The biggest problem of all is, surprise, Johnny Depp's performance as the titular fop. Right from the beginning, his histrionics are cranked to 11, with the knob broken off for good measure. What looked funny in small, trailer-sized doses turns into an interminable death march when applied to an almost two-hour run time. Right behind Depp is Gwyneth Paltrow, who must have been thrilled to receive the call to be in this film, as it allowed her to indulge in her one true passion: acting British. If you can call stringing along a pathetically one note Ewan McGregor a serviceable subplot, then your tastes are clearly in tune with this film's sensibilities.
The cast member I feel the most sorry for is the always game Paul Bettany, who has let himself get suckered into another underwhelming Johnny Depp vehicle. Much like his performance in Transcendence, Bettany brightens the screen with his trademark charm and comedic timing as manservant Jock. In fact, a whole film centered around Jock, with Lord Mortdecai as a secondary character, might have been the better route to go – as that would have limited Depp's foppishness into smaller portions. Either that, or they should have gotten Robert Downey Jr. to play the titular role instead, as his experiences with Bettany and Paltrow might have yielded a film that at least looked fun to make.

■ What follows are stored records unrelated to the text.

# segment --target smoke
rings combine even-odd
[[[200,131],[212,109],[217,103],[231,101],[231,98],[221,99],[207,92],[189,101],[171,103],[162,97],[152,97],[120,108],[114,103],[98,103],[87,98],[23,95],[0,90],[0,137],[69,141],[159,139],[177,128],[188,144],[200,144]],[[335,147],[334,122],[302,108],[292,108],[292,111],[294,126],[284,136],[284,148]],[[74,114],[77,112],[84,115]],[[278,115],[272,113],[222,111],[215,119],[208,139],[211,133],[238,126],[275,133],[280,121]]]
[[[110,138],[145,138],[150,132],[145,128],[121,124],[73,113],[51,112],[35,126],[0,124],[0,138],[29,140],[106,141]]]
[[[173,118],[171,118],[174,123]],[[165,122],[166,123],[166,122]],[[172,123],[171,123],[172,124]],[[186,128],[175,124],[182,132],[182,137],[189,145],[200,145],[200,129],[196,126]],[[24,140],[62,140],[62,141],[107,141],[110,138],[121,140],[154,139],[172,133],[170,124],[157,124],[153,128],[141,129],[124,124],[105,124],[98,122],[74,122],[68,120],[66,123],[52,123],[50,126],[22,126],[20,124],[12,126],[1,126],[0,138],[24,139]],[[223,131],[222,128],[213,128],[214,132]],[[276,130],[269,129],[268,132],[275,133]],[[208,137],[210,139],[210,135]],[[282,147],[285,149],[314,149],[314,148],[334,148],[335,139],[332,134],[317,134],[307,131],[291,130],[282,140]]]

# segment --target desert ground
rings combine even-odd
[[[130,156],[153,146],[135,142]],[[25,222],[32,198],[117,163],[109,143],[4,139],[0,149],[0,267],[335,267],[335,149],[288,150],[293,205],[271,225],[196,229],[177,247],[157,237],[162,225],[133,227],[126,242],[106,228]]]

If you're looking for a film that's biggest running gags are cowardice and aversion to facial hair that would make a hipster stand up and applaud, then Mortdecai is the film for you. But if you long for more substance and style in your madcap comedy caper, then you're going to be waiting for a good long while. If some of the lavish production budget were spent less on costumes and more on re-writes, we might have had a film worth watching. The brightest spot of Mortdecai's failure is that there's now a Johnny Depp film on the books that makes Transcendence look like an infinitely better night at the movies.